You’ll want to make sure that your products are packed securely in
to minimize any potential damage while in transit, thus minimizing returns. Using packaging that can be reused for returns can also make the process easier for customers, and can also build customer loyalty.
Remember that shipping rates are based on package size and dimensions, so if a customer is returning only part of their order, the original packaging may not be suitable. It might make sense to have packaging that can be modified according to different sizing needs, such as a soft-sided package that can be taped down into a smaller size.
The best - and most successful - online retailers understand that a good returns policy can go a long way in growing their business. Here are three major businesses that have aced the reverse logistics game.
Return Policy: Full refund within 365 days of purchase, as long as items are unworn and in original packaging; exchanges are given store credit in the form of an eCard. Free return shipping with UPS is provided within the US.
"Our best customers have the highest returns rates, but they are also the ones that spend the most money with us and are our most profitable customers. Zappos' modus operandi is not to give its purchasers the cheapest footwear on the block, but to give them the best service: hence, a 365-day returns policy, and free two-way shipping."
— Craig Adkins, CEO
Details: This online shoe retailer figured out a winning shipping and returns policy way back in 2010. They discovered that customers who make a lot of returns are also the ones who make a lot of purchases.

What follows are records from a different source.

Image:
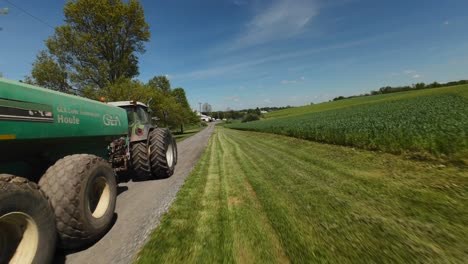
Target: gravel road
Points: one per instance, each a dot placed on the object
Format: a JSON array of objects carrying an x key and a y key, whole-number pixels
[{"x": 140, "y": 206}]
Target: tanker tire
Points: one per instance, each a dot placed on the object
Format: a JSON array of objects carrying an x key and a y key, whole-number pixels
[
  {"x": 140, "y": 161},
  {"x": 162, "y": 153},
  {"x": 27, "y": 222},
  {"x": 82, "y": 190}
]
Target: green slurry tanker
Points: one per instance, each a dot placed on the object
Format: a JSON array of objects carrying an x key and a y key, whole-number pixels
[{"x": 60, "y": 158}]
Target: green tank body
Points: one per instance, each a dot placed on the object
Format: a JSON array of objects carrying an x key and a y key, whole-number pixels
[
  {"x": 28, "y": 112},
  {"x": 40, "y": 126}
]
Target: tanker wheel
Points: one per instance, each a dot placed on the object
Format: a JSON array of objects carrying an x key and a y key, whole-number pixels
[
  {"x": 163, "y": 153},
  {"x": 27, "y": 223},
  {"x": 140, "y": 161},
  {"x": 82, "y": 190}
]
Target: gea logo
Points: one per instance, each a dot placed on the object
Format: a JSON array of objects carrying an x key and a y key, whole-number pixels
[{"x": 111, "y": 121}]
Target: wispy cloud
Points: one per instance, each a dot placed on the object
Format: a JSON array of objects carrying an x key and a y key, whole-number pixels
[
  {"x": 295, "y": 81},
  {"x": 282, "y": 19},
  {"x": 239, "y": 2},
  {"x": 233, "y": 98},
  {"x": 231, "y": 67}
]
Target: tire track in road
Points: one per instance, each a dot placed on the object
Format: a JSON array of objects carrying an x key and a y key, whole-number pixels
[{"x": 140, "y": 206}]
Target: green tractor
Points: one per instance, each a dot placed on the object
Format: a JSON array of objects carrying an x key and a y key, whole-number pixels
[{"x": 61, "y": 157}]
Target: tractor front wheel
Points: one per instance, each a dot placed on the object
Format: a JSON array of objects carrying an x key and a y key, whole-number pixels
[{"x": 163, "y": 153}]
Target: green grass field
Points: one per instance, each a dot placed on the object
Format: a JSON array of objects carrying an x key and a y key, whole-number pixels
[
  {"x": 265, "y": 198},
  {"x": 187, "y": 133},
  {"x": 424, "y": 124}
]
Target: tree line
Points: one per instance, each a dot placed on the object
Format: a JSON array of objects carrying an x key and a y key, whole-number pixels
[
  {"x": 95, "y": 54},
  {"x": 417, "y": 86}
]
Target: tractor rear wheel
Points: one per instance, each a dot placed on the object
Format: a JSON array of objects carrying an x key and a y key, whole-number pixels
[
  {"x": 163, "y": 153},
  {"x": 140, "y": 161},
  {"x": 82, "y": 190},
  {"x": 27, "y": 222}
]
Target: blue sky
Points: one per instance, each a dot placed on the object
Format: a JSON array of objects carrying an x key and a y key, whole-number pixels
[{"x": 249, "y": 53}]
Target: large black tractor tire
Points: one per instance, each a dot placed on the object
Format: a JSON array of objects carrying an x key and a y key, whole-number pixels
[
  {"x": 82, "y": 190},
  {"x": 176, "y": 153},
  {"x": 163, "y": 153},
  {"x": 27, "y": 222},
  {"x": 140, "y": 161}
]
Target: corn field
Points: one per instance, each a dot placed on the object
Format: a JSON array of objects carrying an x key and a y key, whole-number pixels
[{"x": 434, "y": 124}]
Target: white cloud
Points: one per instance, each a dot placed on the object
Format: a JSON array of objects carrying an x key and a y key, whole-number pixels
[
  {"x": 281, "y": 20},
  {"x": 233, "y": 98},
  {"x": 239, "y": 2},
  {"x": 295, "y": 81},
  {"x": 229, "y": 67}
]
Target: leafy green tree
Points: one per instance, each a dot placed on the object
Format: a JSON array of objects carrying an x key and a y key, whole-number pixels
[
  {"x": 187, "y": 115},
  {"x": 160, "y": 83},
  {"x": 180, "y": 97},
  {"x": 96, "y": 47},
  {"x": 48, "y": 73}
]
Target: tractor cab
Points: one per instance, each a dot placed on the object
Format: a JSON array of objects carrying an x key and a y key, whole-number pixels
[{"x": 139, "y": 119}]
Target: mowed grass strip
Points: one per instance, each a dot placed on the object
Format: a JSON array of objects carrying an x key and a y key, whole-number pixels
[
  {"x": 420, "y": 124},
  {"x": 187, "y": 133},
  {"x": 258, "y": 197}
]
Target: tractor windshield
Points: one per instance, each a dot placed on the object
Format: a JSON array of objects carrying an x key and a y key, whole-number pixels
[{"x": 137, "y": 114}]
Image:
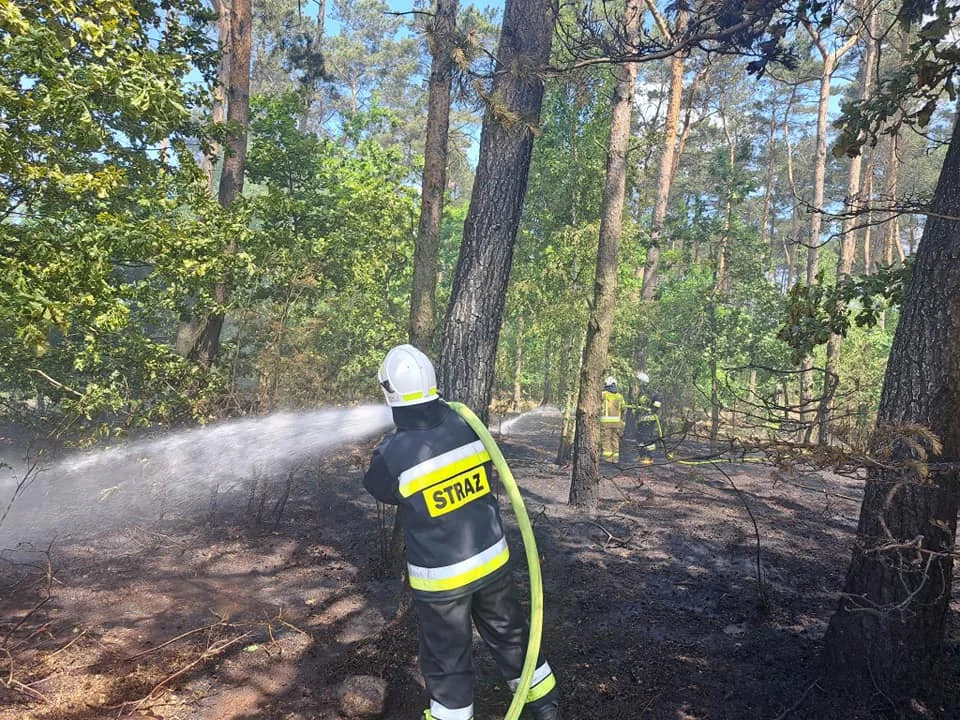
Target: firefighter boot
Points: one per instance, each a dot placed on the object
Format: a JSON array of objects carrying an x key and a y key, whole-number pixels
[{"x": 546, "y": 708}]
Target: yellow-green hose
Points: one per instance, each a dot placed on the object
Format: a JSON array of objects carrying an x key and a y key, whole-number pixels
[{"x": 530, "y": 548}]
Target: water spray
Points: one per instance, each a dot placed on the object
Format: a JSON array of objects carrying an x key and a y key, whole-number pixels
[{"x": 530, "y": 549}]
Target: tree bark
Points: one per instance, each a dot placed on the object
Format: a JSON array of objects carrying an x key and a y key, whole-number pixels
[
  {"x": 890, "y": 623},
  {"x": 518, "y": 367},
  {"x": 667, "y": 167},
  {"x": 207, "y": 343},
  {"x": 848, "y": 243},
  {"x": 830, "y": 60},
  {"x": 423, "y": 295},
  {"x": 472, "y": 326},
  {"x": 585, "y": 484}
]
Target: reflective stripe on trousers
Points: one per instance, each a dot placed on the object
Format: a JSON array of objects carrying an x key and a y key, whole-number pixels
[
  {"x": 439, "y": 711},
  {"x": 441, "y": 467}
]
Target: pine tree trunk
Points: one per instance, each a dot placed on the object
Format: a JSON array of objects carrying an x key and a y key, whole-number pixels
[
  {"x": 585, "y": 484},
  {"x": 890, "y": 624},
  {"x": 207, "y": 343},
  {"x": 472, "y": 326},
  {"x": 667, "y": 167},
  {"x": 423, "y": 295}
]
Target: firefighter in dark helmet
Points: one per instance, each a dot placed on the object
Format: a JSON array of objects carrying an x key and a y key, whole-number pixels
[
  {"x": 649, "y": 430},
  {"x": 436, "y": 470},
  {"x": 612, "y": 406}
]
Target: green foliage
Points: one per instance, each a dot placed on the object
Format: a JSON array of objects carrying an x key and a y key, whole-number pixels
[
  {"x": 815, "y": 312},
  {"x": 89, "y": 91}
]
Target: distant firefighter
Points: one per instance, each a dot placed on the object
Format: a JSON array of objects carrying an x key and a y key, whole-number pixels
[
  {"x": 612, "y": 406},
  {"x": 647, "y": 410}
]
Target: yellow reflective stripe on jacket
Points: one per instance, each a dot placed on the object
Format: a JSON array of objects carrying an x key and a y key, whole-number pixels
[
  {"x": 419, "y": 394},
  {"x": 451, "y": 577},
  {"x": 439, "y": 711},
  {"x": 441, "y": 467}
]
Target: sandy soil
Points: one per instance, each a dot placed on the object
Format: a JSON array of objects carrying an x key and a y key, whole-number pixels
[{"x": 669, "y": 604}]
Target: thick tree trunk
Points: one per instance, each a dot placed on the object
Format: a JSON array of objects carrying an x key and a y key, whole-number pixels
[
  {"x": 890, "y": 623},
  {"x": 190, "y": 325},
  {"x": 472, "y": 326},
  {"x": 423, "y": 295},
  {"x": 585, "y": 484},
  {"x": 207, "y": 342}
]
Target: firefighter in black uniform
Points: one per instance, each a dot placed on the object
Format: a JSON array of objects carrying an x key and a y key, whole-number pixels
[
  {"x": 436, "y": 470},
  {"x": 647, "y": 408}
]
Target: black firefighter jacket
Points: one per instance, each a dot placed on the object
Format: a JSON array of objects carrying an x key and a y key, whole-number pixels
[{"x": 436, "y": 470}]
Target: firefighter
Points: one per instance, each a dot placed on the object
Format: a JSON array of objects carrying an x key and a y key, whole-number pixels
[
  {"x": 436, "y": 470},
  {"x": 612, "y": 405},
  {"x": 648, "y": 421}
]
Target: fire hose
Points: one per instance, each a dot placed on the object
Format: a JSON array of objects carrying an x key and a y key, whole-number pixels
[{"x": 530, "y": 549}]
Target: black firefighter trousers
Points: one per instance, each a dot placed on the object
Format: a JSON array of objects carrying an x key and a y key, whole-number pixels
[{"x": 446, "y": 651}]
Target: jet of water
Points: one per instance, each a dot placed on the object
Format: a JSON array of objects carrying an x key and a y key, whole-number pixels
[{"x": 179, "y": 469}]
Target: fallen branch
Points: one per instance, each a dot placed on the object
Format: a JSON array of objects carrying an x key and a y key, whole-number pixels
[
  {"x": 798, "y": 703},
  {"x": 207, "y": 654}
]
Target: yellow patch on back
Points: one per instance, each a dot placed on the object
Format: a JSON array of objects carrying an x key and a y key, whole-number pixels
[{"x": 457, "y": 491}]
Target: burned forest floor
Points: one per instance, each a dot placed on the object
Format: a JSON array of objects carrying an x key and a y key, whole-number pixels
[{"x": 698, "y": 592}]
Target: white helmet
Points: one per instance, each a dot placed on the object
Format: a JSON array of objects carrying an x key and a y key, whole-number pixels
[{"x": 407, "y": 377}]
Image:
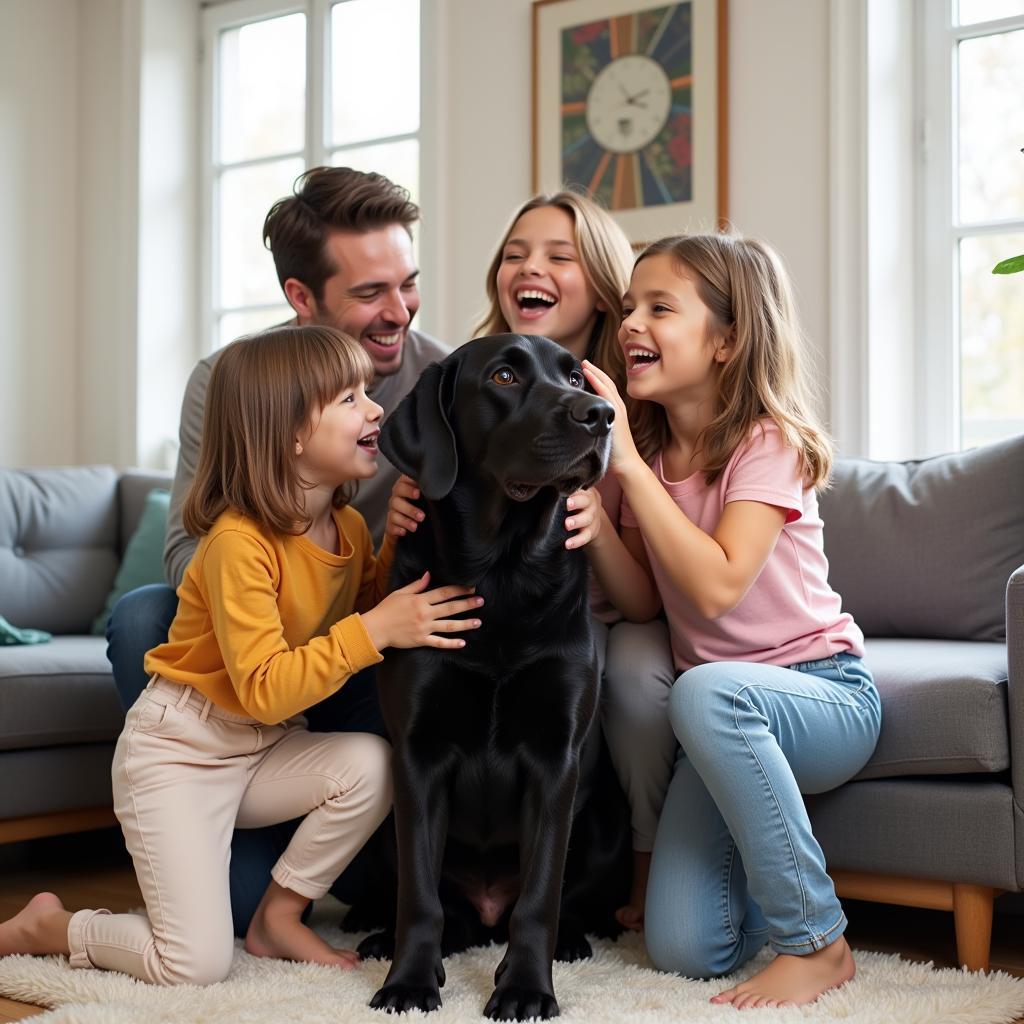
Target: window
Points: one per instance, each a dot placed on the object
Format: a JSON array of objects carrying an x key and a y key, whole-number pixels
[
  {"x": 973, "y": 216},
  {"x": 289, "y": 86}
]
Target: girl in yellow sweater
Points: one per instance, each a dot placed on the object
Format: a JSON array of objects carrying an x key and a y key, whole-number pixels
[{"x": 282, "y": 603}]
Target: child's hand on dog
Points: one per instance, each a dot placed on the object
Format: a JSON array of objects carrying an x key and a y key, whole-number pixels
[
  {"x": 585, "y": 520},
  {"x": 413, "y": 615}
]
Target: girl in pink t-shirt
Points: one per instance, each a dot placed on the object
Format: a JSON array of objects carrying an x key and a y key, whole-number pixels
[{"x": 720, "y": 525}]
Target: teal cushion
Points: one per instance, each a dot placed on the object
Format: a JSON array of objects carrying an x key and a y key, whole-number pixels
[{"x": 143, "y": 560}]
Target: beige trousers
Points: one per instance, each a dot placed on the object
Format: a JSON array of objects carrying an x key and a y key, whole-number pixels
[{"x": 185, "y": 774}]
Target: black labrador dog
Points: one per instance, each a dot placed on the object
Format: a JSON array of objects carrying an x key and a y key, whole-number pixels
[{"x": 508, "y": 817}]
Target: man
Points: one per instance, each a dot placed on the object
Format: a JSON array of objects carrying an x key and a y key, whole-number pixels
[{"x": 343, "y": 251}]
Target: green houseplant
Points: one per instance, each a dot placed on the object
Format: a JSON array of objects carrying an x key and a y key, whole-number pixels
[{"x": 1013, "y": 265}]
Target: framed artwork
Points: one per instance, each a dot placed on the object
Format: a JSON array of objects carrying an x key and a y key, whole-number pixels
[{"x": 630, "y": 102}]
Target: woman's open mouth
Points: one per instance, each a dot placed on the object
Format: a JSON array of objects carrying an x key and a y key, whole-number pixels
[{"x": 535, "y": 302}]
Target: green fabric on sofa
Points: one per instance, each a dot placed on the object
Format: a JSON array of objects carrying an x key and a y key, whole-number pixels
[
  {"x": 10, "y": 635},
  {"x": 143, "y": 558}
]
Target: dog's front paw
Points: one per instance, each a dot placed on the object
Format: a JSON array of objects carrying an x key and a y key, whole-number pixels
[
  {"x": 571, "y": 943},
  {"x": 380, "y": 945},
  {"x": 516, "y": 1003},
  {"x": 397, "y": 998}
]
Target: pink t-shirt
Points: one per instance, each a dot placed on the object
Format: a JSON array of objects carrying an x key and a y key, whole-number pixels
[{"x": 790, "y": 613}]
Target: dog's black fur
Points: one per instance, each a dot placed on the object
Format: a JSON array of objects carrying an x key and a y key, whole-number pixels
[{"x": 503, "y": 785}]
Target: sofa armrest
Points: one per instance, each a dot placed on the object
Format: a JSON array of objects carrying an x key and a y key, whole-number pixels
[{"x": 1015, "y": 679}]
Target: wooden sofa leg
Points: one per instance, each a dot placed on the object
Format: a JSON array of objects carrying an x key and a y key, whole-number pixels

Because shoes are tricky to fit properly, Zappos needed a returns policy that would encourage customers to take a chance - and reassure them that they could return shoes that didn’t fit.
Return Policy: Unused purchases made through esteelauder.com can be returned through UPS within 1 year of purchase date. Customers can request a free return label and UPS pickup within the US.; returns are free for the US.
Details: Makeup returns are notoriously wasteful - because of hygiene issues, returned cosmetics are usually destroyed and disposed of immediately. To prevent this, this major cosmetics company invested $1.3 million in scanners to help put viable returned products back into stock. This led to a savings of $500,000 in labor expenses and created a secondary profit stream worth up to $250,000 each year.
Return Policy: Ikea allows returns to be made within 365 days of purchase, as long as they remain new and unused, even if you’ve assembled them.
Details: This Swedish homeware retailer has a very generous eCommerce returns policy that embraces their customers. They offer returns and exchanges, as well as an extended 1-year returns period. Perhaps more importantly, though, they use language that makes their customers feel valued. A quick read shows many references to “love,” a calculated move to ensure that customers know they’re at the heart of Ikea’s business decisions.
As you can see, there's a lot to think about when it comes to eCommerce returns. But, creating a good return policy and showing your customers how to return a package is just the first step. Any smart eCommerce merchant will also be considering how to reduce their return rate while taking advantage of the benefits that can be accrued with returns. They will also find ways to optimize their returns process. However, the first step to managing eCommerce returns is having a proper understanding of why they happen in the first place.